What about population shrinkage? Europe and Japan are losing population and the US is not growing.
Population growth is an imaginary problem.
Killing off those cells early would bring you closer - but just make you feel better while it happens.
As of late I'm not sure there is such a thing as causation in any complex (human, biological) system, for anything that takes long enough time to manifest.
Sure if you drink poison it will kill you instantly. But if you eat bacon every day will that *cause* a heart disease 40 years after you started? And even in the case of poison it depends -- apparently if you take a small amount of poison regularly it will make you more resistant to that poison (the process is called "hormesis"). Thought it maybe screws up the heart. :-| (Note I'm implying a causation in that sentence.)
Correlation comes from our measurements of the real world. Causation comes from our mental model of that real world, which is never absolute ("the map is not the territory") -- meaning there's always a deep enough level where the model will fail, and in complex systems our models are generally poor.
I think causation is a mental crutch to help us navigate the world of patterns around us but should not be thought of "real."
Well, no... your tissues will be regenerated with various stem cells like normal repair. You've just cleaned out the cruft of the senescent cells. If you had no stem cells and all your cells were senescent, you'll be dead in a week whether you kill them with a treatment like this or not.
I think causation is a mental crutch to help us navigate the world of patterns around us but should not be thought of "real."
You say this just after you wrote, "if you drink poison it will kill you instantly."
You are on to something though. I'd say, "we use 'weakly founded' assertions of causation as a crutch to help us navigate the world of patterns around us." IOW, we stereotype everything all the time, because we just can't individually analyze every person and every circumstance.

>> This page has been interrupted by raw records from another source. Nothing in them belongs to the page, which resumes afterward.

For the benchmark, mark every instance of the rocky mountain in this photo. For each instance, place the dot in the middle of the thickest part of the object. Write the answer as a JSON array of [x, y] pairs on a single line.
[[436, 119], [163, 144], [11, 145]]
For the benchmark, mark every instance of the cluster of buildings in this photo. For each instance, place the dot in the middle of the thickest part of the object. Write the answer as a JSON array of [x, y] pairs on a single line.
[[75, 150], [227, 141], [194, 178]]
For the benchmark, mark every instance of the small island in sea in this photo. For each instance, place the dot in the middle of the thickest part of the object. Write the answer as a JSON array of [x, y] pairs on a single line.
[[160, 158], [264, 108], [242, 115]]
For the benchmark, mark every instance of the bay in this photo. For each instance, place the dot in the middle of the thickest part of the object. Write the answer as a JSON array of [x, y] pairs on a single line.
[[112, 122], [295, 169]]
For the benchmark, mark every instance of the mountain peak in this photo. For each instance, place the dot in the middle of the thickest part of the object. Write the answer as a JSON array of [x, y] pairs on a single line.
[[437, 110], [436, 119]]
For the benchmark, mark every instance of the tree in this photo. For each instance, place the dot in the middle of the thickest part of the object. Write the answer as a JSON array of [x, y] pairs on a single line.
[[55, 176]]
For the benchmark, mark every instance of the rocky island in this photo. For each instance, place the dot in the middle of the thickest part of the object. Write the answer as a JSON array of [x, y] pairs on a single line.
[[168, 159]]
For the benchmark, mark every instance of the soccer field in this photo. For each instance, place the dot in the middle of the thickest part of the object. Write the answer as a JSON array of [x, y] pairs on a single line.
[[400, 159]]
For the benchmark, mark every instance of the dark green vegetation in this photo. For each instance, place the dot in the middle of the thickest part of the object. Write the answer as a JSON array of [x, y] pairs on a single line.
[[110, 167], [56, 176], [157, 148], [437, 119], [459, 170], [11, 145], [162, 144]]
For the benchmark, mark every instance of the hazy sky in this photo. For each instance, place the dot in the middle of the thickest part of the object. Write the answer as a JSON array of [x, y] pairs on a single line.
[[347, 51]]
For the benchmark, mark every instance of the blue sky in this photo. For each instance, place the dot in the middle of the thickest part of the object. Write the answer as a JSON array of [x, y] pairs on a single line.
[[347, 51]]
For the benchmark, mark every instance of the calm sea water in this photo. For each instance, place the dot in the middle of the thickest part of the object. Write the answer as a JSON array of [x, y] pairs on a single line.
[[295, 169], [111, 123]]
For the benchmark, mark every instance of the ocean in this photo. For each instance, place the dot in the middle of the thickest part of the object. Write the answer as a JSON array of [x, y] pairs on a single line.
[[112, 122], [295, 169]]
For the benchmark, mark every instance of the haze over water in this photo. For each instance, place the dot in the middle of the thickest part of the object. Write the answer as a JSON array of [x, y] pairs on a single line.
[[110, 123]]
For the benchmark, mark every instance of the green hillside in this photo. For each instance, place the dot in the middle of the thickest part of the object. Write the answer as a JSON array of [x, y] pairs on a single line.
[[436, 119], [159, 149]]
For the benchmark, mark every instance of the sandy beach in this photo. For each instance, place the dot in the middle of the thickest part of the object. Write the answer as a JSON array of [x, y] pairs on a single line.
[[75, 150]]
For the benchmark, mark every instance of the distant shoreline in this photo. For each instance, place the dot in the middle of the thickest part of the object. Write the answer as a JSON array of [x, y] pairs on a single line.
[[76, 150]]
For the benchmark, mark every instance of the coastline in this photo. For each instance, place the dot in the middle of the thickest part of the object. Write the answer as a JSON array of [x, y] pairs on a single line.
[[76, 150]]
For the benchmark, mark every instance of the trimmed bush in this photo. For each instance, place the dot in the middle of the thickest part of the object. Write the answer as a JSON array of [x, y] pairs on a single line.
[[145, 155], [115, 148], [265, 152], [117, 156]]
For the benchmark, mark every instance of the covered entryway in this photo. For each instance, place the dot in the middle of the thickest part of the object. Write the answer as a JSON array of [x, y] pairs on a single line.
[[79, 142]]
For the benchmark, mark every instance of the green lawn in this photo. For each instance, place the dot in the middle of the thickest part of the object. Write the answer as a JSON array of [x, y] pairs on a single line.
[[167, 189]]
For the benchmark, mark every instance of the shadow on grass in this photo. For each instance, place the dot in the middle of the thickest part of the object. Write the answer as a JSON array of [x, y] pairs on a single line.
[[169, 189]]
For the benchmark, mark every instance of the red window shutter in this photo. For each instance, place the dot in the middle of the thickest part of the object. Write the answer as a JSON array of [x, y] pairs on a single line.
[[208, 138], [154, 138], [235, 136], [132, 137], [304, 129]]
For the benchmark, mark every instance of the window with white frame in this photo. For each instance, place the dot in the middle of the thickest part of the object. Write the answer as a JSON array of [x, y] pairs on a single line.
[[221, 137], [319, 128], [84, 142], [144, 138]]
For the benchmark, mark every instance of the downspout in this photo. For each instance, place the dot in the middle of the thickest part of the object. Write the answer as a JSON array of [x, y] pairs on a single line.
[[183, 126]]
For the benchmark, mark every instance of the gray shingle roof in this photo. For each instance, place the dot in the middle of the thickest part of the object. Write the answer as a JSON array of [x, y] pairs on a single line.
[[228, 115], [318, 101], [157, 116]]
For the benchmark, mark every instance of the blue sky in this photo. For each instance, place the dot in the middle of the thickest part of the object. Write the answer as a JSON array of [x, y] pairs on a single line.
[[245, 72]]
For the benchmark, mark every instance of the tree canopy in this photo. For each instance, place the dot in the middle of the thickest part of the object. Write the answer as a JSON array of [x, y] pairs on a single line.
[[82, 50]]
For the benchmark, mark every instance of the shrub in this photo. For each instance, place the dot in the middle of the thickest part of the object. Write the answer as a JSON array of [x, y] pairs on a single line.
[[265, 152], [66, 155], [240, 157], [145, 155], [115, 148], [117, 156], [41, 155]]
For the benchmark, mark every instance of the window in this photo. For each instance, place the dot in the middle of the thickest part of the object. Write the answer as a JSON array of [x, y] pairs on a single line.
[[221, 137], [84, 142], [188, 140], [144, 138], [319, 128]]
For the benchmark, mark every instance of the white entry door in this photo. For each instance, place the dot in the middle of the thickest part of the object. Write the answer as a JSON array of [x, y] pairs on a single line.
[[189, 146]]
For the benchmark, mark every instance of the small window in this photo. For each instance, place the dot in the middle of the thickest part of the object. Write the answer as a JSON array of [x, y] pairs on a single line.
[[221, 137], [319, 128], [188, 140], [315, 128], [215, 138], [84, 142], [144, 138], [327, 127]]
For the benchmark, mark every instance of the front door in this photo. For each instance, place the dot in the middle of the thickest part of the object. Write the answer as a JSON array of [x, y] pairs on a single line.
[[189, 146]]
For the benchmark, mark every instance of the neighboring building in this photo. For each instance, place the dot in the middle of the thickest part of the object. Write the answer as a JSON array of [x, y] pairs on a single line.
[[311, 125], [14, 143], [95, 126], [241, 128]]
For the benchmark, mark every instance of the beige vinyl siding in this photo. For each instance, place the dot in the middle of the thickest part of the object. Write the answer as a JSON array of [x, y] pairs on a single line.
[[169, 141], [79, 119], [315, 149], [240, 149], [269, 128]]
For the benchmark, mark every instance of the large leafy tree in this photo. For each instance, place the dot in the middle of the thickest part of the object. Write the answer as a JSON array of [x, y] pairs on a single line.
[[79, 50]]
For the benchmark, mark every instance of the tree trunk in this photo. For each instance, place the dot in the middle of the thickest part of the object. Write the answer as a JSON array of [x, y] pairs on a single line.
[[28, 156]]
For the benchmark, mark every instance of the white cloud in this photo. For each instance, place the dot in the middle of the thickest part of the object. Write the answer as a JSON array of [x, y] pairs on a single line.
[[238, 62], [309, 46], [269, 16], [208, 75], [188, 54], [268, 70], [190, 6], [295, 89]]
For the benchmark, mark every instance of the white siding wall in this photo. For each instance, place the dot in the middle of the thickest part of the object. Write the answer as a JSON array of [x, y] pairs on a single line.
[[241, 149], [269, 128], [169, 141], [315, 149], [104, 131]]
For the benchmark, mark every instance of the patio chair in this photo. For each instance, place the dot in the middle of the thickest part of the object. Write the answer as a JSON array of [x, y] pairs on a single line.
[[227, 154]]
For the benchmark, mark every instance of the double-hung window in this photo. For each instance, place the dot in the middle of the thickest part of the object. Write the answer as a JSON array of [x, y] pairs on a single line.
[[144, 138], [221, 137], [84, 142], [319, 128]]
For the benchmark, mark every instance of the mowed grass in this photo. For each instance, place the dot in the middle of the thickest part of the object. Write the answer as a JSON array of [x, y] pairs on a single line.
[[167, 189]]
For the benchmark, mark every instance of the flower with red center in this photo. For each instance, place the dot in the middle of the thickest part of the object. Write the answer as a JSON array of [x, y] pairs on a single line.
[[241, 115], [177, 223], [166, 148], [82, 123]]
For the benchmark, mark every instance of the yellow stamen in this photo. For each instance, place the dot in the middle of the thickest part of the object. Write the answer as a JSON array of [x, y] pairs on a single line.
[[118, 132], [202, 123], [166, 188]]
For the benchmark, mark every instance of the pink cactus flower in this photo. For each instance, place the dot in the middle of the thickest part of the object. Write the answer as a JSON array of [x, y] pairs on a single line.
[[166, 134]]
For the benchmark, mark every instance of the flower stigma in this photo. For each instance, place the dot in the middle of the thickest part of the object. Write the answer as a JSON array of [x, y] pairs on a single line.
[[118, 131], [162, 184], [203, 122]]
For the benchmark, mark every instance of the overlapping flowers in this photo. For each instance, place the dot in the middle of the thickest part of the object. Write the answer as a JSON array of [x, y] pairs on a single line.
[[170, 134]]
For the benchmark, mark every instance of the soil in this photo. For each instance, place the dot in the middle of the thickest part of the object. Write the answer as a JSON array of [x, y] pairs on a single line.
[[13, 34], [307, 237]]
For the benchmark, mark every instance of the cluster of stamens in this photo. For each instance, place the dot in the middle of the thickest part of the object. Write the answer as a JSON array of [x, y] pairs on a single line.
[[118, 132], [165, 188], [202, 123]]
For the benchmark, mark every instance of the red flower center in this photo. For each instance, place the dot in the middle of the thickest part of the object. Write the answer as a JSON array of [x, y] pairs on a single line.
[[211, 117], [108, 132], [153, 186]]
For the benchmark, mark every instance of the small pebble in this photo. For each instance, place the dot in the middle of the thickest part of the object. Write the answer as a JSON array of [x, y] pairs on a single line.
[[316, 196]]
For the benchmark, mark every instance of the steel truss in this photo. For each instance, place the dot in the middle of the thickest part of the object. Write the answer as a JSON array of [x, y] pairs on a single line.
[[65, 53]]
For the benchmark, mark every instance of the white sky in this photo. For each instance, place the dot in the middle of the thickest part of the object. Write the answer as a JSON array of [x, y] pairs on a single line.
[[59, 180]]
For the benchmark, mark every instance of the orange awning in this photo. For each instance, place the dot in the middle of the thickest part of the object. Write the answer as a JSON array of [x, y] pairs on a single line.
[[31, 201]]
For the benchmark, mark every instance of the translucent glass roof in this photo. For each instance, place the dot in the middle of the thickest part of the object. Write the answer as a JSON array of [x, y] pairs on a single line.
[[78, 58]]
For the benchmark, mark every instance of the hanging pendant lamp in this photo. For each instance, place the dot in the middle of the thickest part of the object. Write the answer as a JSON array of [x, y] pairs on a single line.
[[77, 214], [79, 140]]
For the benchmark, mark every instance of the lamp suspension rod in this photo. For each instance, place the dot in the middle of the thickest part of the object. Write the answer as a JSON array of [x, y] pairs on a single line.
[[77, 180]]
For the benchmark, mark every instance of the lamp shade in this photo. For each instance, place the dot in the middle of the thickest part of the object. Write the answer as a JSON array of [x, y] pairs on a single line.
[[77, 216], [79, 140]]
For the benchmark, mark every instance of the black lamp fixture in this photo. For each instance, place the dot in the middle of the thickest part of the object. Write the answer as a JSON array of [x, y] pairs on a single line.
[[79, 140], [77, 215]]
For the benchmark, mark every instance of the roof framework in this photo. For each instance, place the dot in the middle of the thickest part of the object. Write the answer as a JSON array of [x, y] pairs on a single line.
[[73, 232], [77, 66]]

"I don't know, therefore Aliens" Wafflebox1
P53 is always present in cells but needs to be activated. Basically it's on standby to quickly kill cells in case there's DNA damage(very bad=cancer usually), so FOX helps keep it from killing healthy cells. On a side note peptides tend to get a lot of scrutiny from drug companies/designers. Our bodies readily metabolize peptides, so drug stability/delivery issues are usually the kiss of death for peptide drugs. Also, senescence is a good thing. Senescent cells don't actively divide, the alternative is mitotic cells that do divide. More divisions you have, more likely it is cancer forms. So as always, cancer and aging are inseparable and we're all doomed :)
Right. More forced replication, faster depletion of stem cells.
Just ask Denis Voronenkov.
Mit der Dummheit kämpfen Götter selbst vergebens
Sounds like the mouse problem UK had back in the '70s.
Mit der Dummheit kämpfen Götter selbst vergebens
I agree, it's like causation is a fuzzy thing, that fades over time as the involvement of complex processes increases. Which leads to the conclusion that causation is just an appearance in our minds, which are constantly constructing and reconstructing the map of reality.
Which in a sense is obvious -- causation exists only within the mental model by definition, and mental models exist only in the mental domain by definition. (Even the term "to exist" is a thought construct, meaningless outside of a mental model.) Causation is a mind illusion about processes in the outside world, stable at short times or simple processes and deceiving at longer times and/or complex processes. Stable as in useful, i.e. you can rely on it for decision making, and vice versa.
causation exists only within the mental model
You try and stretch the concept too far, given that there obviously are proximate causes.
"I don't know, therefore Aliens" Wafflebox1
Depleting your stem cells to yield improved organ function is a net positive for your life span, however.